10 June 2019 - Events
As one of its final acts before dissolution of Parliament, the Government has enacted legislation to force private companies to keep a register of people having ‘significant control' over them. This register will be in addition to the register of shareholders and will be available for public inspection. The same information will need to be supplied to Companies House on an annual basis.
Companies will need to look behind the identity of shareholders who are themselves companies, trustees or nominees and work out who has significant control or influence over the company.
Anyone who directly or indirectly owns more than 25% of a company's shares or controls more than 25% of the company's voting rights will be treated as having ‘significant control,' as will anyone who is able, directly or indirectly, to appoint or remove a majority of the directors. The Secretary of State for Business, Innovation and Skills will be able to issue further binding guidance as to what else will constitute significant control or influence.
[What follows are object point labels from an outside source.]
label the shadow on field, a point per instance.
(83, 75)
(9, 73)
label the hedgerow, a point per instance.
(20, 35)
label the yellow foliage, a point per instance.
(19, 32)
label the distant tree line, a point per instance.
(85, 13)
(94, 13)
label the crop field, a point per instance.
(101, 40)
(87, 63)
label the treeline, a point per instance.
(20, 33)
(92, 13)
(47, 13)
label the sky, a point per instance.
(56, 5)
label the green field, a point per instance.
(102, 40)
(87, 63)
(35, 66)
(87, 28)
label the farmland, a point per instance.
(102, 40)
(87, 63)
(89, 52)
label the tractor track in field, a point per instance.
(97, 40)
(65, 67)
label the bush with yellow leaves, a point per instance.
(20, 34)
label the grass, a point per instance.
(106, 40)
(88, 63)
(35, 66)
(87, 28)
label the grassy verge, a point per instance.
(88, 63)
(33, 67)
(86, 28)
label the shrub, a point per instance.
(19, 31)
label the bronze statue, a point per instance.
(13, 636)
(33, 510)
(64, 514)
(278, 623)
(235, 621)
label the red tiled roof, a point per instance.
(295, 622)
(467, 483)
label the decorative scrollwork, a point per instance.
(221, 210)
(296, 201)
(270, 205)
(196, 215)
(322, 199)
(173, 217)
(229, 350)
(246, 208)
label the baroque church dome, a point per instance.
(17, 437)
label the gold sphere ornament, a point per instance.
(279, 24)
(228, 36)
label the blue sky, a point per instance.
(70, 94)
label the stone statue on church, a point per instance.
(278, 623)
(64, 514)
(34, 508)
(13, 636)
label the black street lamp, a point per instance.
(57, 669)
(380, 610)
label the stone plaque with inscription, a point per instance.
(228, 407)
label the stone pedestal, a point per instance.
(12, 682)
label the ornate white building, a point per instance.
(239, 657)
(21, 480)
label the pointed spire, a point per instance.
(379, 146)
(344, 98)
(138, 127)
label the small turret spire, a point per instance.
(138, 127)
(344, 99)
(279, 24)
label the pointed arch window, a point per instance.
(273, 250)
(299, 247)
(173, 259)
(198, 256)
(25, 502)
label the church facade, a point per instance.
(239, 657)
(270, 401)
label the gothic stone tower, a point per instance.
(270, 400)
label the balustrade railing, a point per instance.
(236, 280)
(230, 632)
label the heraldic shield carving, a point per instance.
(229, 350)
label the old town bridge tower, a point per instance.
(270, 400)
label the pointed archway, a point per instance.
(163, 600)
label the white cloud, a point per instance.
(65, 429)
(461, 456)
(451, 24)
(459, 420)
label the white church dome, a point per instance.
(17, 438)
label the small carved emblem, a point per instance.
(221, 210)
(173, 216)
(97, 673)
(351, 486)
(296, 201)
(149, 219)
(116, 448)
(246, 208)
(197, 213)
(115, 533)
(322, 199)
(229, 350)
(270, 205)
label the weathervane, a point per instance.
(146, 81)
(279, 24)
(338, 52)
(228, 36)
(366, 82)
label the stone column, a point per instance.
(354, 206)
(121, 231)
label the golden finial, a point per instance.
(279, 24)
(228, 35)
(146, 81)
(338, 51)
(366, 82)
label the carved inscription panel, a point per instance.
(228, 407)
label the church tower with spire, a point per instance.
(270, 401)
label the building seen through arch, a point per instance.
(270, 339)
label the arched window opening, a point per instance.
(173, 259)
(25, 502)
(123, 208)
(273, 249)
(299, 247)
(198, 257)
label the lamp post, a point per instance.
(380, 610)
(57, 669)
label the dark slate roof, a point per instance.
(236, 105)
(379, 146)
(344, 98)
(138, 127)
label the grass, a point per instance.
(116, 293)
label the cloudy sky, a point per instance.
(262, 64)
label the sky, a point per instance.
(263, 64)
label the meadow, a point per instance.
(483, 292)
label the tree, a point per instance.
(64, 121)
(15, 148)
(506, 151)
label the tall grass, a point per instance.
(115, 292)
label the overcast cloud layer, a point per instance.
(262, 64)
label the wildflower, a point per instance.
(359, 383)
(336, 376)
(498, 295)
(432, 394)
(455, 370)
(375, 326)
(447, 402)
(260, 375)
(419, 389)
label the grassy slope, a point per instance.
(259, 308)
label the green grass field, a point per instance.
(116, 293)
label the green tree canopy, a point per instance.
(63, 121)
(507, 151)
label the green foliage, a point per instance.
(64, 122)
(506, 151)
It will be possible in very limited circumstances to protect certain information from public disclosure, but this is likely to be where disclosure would create a serious risk of harm (such as details of investors in a company involved in animal testing).
A company that fails to comply with the new regime can be fined and its directors can be fined or imprisoned for up to two years. A shareholder or someone who exercises significant control who fails to supply this information or supplies false information can also face a fine or imprisonment.
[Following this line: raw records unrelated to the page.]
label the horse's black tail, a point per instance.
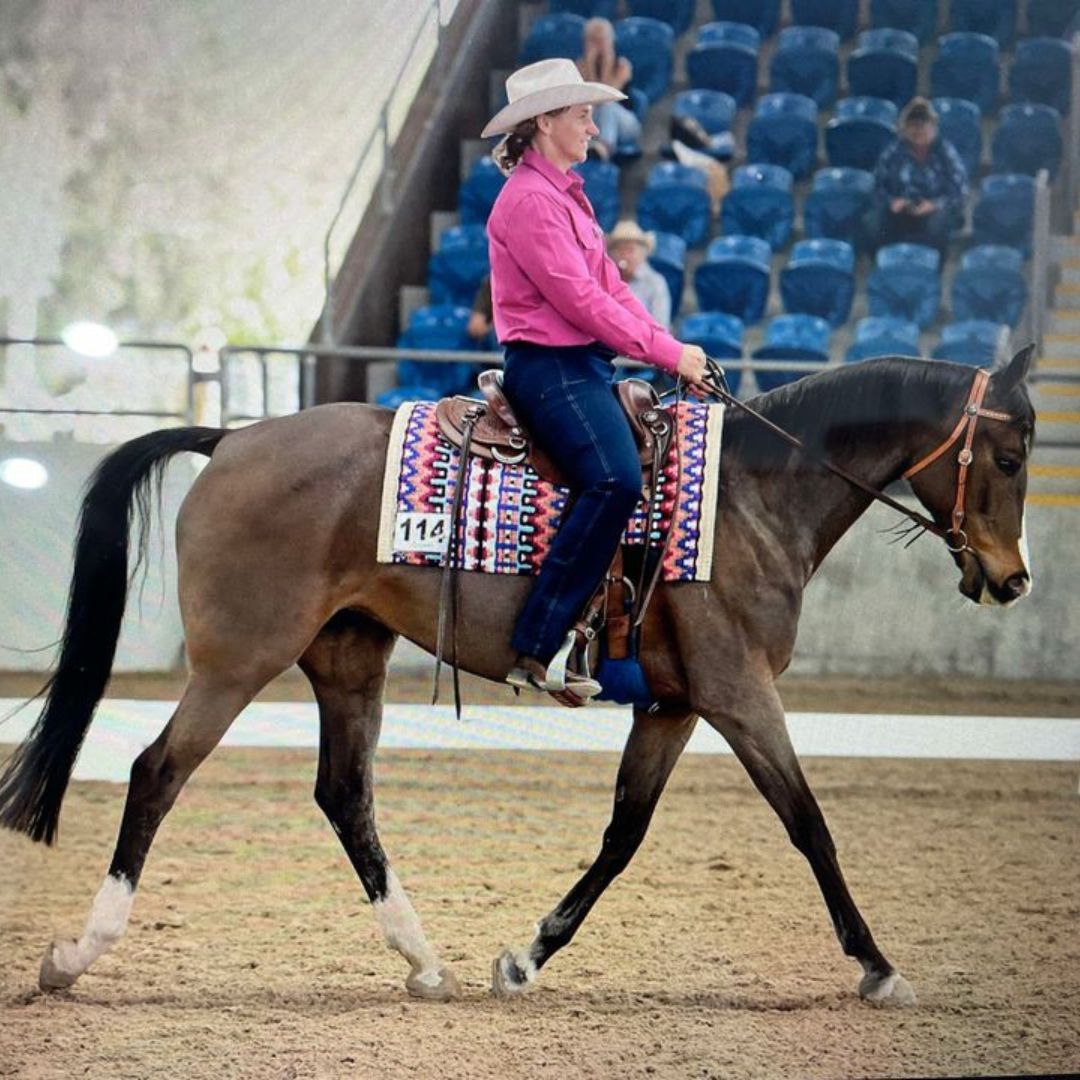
(35, 779)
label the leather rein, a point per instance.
(955, 538)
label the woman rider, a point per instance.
(562, 314)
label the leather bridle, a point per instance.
(955, 538)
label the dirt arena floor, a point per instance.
(252, 952)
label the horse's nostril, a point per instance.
(1016, 584)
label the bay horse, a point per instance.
(277, 551)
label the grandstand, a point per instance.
(811, 96)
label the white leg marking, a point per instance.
(401, 927)
(107, 922)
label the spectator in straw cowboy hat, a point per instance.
(631, 246)
(563, 313)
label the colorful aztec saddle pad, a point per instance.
(510, 515)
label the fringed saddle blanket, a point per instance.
(510, 515)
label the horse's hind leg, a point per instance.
(652, 748)
(347, 666)
(206, 709)
(753, 724)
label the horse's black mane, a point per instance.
(832, 408)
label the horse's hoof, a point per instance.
(509, 979)
(891, 989)
(433, 986)
(52, 975)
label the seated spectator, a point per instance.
(920, 184)
(630, 246)
(599, 64)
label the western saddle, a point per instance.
(488, 429)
As currently drafted, the Act does not apply to limited liability partnerships (‘LLPs'). LLPs have been on the receiving end of some adverse tax legislation recently, so this is a small but welcome relief. However, the original Government proposal did extend to LLPs, so it cannot be assumed that they will remain exempt forever.
The Act may impact entrepreneurs in a number of ways. Obviously, it is an additional administrative burden which must be dealt with. It may also affect the willingness of some angel investors to invest: private investors can be reluctant to make public the fact of their investment and sometimes maintain their privacy through the use of nominee companies, which hold shares on their behalf. Under the new regime, if they want to preserve their privacy, they may have to take a smaller percentage interest in a company.